Ho Ho OH please leave me alone for one minute….

I don’t think I need to say this, but just in case it’s not clear. I love my children, I am devoted to the lads, they bring me joy and make me laugh…. Nobody needs to doubt that.

But…

We’ve just had two weeks of rather full on childcare. We took them out of nursery in the run up to Christmas to make sure we could get safely to my parents in Omicron times, and our nursery was shut until 3rd January which is totally fair enough.

We did a lot of fun things, we went to the zoo – we even got to see the pandas, a true rarity – we went to museums, parks and we saw family and friends, safely, after rigorous testing and following all guidelines of course. I’m not saying that sarcastically, I’m annoyingly rule following when it comes to these things. Was very boring at school.

Despite all this lovely memory forming, I was struggling mentally a bit and I didn’t know why because isn’t this meant to be that lovely time where we sing carols, gather round the tree, eat too many pigs in blankets and dream of, sing it with me, a ‘Whiiitteeee Christmassssss!’ (Thanks Bing – Crosby to be clear, not that bloody bunny). But I felt..not myself…and I couldn’t work out why.

Then, I was scrolling through Twitter in one of very few moments I had to myself, and I saw a post by Kat Storr (@thesocialstorr) which immediately resonated with me. I was ‘touched out’. She spoke about the same thing, never being left alone, feeling a bit suffocated, always being touched. And I understood why I felt that way, and, given the response to her tweet, we were not alone.

I realised I hadn’t been to the toilet alone for days, and I rarely didn’t have a child hanging on to me, wanting to be on my lap, wanting to be in my bed, just wanting me me me all the time.

With Lad 1, this is not so bad most of the time, he’s very cuddly and most the time I love that, I love his tight hugs, and his small hand holding mine, his nonsensical stories, the way that he smells even, but I’ve been his favourite for a while now and it’s A LOT, I have no space, I have no me time.

I do generally love the affection but the problem is when you add in Lad 2 – and that’s when the real over touching begins.

As mentioned before, Lad 2 is rough and tumble, he bites, he grabs, he hair pulls – and this is mostly aimed solely at me and Benji. Benji uses me to hide behind and then I’ll spend what feels like hours with the two of them all over me trying to get to or away from each other, while I try to avoid Jake’s teeth (he bit through my skin the other day, it’s painful!) and stop Benji pushing Jake away too hard and it’s just this huge wrestling match which is absolutely exhausting and they get hurt. And I get hurt. This ‘aggressive love’ ALWAYS ends in tears, sometimes mine if I’m honest.

Then, there is my favourite moment of the day.

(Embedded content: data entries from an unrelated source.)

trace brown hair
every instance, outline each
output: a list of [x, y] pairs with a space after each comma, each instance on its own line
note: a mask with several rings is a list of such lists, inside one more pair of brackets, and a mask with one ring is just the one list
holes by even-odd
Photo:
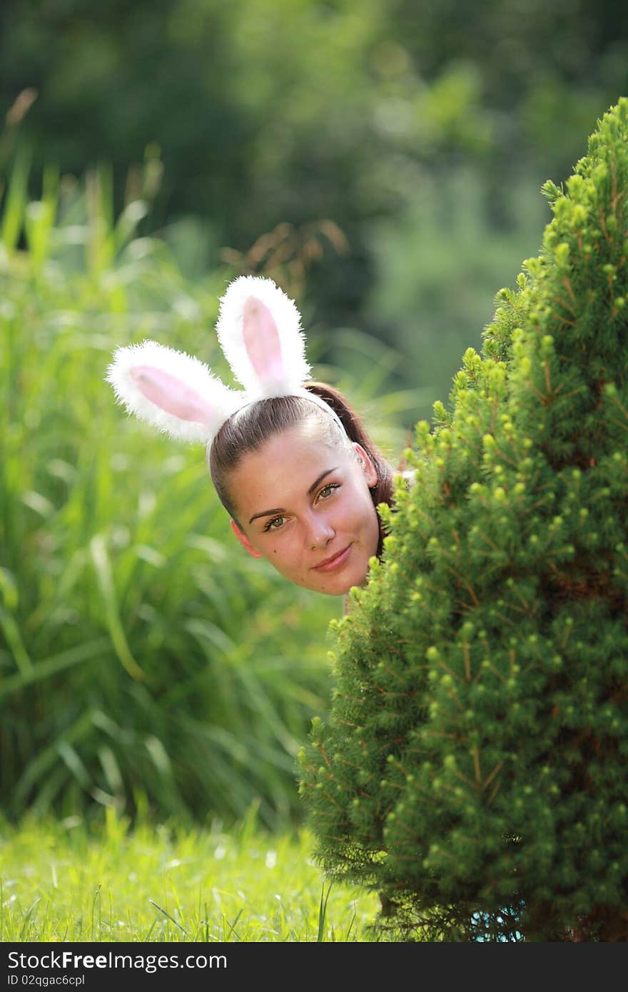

Both bathed, cosy jammies, with their milk, watching Night Garden probably, and Jake SITS STILL on my lap, leaning against me, just enjoying his milk. And he is still. Jake is never still. Even my mother-in-law was taken aback by how physical he is, and I’ve spoken about this on another blog. I cherish this brief moment, This is when I get to enjoy his baby smell. I love it.

I know this sounds like I want the touching to be on my terms, and maybe that makes me a bad mother, but is this so unreasonable? I gave them my body for 9 months each, longer if you count the breastfeeding (which I loved before anyone has a go at me!). But sometimes, I just want to have a cup of coffee – we all know I mean gin, but let’s pretend for second- and watch adult TV, not that kind, and maybe even, gasp, have a conversation with the lad dad without being interrupted.

Overall, I know I’ll remember the holidays as a lovely time, complicated again by covid, but by no means lessened in enjoyment. And I know when they’re older, and liking their mother isn’t cool, that I’ll miss their cuddles and squeezes. Maybe not those bites though…

But for now, with them both back at nursery, I can just enjoy my breathing space again.